Firstly, are there any books or websites that teach C++ from this approach? (IDE-less)

Yes, definitely. Stroustrup's book has already been mentioned. For learning C++ I'd also recommend two other books: If you like thorough explanations and don't shy away from 1000 pages, look at Lippman et al. If you rather like a short introduction and don't fear a steep learning curve, look at Koenig/Moo. Both are excellent books. (BTW, a good place to look for good books has always been the book review section at the ACCU.)

As for which tool chain you want to use: If you rather have a standalone editor and invoke the compiler from the command line, you can do this with either GCC or VC. This approach has the advantage that it is more unlikely to lure you into using something proprietary (like C++/CLI).

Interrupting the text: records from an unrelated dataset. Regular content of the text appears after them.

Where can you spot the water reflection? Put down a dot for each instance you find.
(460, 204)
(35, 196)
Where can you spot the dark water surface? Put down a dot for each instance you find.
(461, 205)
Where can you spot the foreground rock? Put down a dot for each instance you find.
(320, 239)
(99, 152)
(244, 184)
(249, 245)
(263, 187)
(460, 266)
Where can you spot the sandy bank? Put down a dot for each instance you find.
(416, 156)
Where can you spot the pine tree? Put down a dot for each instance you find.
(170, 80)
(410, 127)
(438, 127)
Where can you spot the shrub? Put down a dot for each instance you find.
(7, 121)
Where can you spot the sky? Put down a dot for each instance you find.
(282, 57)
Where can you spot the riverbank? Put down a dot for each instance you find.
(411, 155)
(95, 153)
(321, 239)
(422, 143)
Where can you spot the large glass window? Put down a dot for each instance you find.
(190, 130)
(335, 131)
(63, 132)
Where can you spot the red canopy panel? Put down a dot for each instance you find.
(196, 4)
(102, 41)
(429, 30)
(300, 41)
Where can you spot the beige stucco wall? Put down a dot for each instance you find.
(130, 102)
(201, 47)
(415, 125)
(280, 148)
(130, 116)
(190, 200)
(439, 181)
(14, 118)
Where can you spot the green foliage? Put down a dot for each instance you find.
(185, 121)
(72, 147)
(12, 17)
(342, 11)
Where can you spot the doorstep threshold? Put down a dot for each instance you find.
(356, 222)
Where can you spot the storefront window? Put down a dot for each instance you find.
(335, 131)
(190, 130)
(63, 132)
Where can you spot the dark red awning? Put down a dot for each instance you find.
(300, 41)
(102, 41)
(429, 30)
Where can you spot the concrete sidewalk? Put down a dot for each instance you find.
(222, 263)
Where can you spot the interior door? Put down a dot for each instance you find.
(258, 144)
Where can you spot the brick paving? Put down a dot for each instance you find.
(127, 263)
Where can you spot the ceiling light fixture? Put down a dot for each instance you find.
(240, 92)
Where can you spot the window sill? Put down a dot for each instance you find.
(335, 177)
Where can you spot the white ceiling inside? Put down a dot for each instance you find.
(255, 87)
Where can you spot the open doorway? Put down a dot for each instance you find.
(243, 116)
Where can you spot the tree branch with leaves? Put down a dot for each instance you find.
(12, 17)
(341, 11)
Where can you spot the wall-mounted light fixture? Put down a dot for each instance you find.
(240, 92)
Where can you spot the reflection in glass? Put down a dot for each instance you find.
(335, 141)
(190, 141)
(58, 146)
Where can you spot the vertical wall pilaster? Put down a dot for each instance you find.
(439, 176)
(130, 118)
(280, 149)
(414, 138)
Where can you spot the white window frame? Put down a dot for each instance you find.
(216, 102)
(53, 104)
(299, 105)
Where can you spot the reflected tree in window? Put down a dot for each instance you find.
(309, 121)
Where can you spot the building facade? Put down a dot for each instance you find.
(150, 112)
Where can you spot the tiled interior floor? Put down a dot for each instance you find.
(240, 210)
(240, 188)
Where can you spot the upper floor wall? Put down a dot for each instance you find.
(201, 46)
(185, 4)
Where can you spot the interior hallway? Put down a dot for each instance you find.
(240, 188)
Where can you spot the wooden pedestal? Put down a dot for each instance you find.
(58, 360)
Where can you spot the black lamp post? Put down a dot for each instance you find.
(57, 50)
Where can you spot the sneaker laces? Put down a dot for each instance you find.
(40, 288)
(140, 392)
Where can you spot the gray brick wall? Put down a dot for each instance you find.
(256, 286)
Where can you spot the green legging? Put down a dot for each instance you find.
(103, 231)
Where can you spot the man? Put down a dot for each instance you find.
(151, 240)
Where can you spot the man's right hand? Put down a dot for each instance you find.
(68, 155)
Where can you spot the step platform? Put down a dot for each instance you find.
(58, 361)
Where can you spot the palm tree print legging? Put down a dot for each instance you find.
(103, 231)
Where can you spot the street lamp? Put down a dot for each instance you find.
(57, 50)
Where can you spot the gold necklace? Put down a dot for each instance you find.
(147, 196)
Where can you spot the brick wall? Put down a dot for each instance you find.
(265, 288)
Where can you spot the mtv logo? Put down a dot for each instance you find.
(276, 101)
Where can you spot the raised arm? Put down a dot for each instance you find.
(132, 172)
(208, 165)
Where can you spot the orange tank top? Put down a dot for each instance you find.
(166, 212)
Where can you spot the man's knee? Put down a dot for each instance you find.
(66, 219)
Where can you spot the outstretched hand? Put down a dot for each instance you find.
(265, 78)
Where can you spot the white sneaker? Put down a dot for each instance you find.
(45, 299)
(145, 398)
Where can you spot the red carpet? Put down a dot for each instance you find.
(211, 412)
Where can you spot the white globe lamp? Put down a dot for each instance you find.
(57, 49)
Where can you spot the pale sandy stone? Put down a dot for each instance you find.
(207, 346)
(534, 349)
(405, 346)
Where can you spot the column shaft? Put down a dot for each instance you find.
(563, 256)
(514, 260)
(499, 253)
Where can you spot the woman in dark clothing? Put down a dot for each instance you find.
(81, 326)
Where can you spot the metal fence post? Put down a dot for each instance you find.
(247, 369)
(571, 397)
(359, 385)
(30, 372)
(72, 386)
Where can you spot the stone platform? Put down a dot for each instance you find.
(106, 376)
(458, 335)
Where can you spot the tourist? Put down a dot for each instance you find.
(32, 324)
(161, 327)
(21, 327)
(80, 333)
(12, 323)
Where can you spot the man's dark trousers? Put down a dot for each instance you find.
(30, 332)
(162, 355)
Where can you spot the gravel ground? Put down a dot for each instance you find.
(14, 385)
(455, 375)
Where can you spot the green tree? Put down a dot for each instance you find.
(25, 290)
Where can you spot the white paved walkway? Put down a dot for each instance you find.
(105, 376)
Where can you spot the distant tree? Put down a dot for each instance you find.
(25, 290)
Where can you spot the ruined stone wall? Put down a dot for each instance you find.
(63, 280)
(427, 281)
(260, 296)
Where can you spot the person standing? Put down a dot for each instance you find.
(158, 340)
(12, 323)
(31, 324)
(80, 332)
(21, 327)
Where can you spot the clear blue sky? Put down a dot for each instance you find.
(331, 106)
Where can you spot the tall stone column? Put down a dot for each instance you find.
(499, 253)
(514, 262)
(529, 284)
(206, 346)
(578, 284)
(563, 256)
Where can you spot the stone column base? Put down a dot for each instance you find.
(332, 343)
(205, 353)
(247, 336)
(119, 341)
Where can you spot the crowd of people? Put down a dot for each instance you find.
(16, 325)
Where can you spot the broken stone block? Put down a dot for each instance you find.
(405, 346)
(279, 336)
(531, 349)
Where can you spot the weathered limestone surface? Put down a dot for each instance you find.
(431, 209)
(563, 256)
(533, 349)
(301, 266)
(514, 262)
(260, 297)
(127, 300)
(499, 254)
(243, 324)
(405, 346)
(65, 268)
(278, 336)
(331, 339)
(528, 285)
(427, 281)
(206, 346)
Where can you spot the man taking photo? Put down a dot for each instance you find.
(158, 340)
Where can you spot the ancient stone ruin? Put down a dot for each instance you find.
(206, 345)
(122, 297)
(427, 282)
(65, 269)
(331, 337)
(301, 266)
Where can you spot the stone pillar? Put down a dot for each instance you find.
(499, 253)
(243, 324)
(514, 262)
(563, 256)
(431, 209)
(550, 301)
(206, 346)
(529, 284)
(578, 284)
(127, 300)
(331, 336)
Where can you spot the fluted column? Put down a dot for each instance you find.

If you would like to try an IDE, VC Express is fine, once you're past setting up a new C++ project. Of course, the number of options you can tweak for a new project can be very overwhelming. But on the other hand you get things like an integrated debugger. Note that there are other integrated solutions, too. The most mature and prominent is probably eclipse.

Edit: If you don't mind spending a little money, look at Comeau. It's not free, but it's not expensive either and it's usually considered to be the most standard-conforming C++ compiler around and has excellent error messages. (You can test-drive it at the website.) Note that it emits C code, though. That means you have to have another compiler to create an executable program. But both GCC and VC Express will do, so there's no other cost. (Note that using VC you will get Dinkumware's std lib implementation, which is also considered to be a very good one.)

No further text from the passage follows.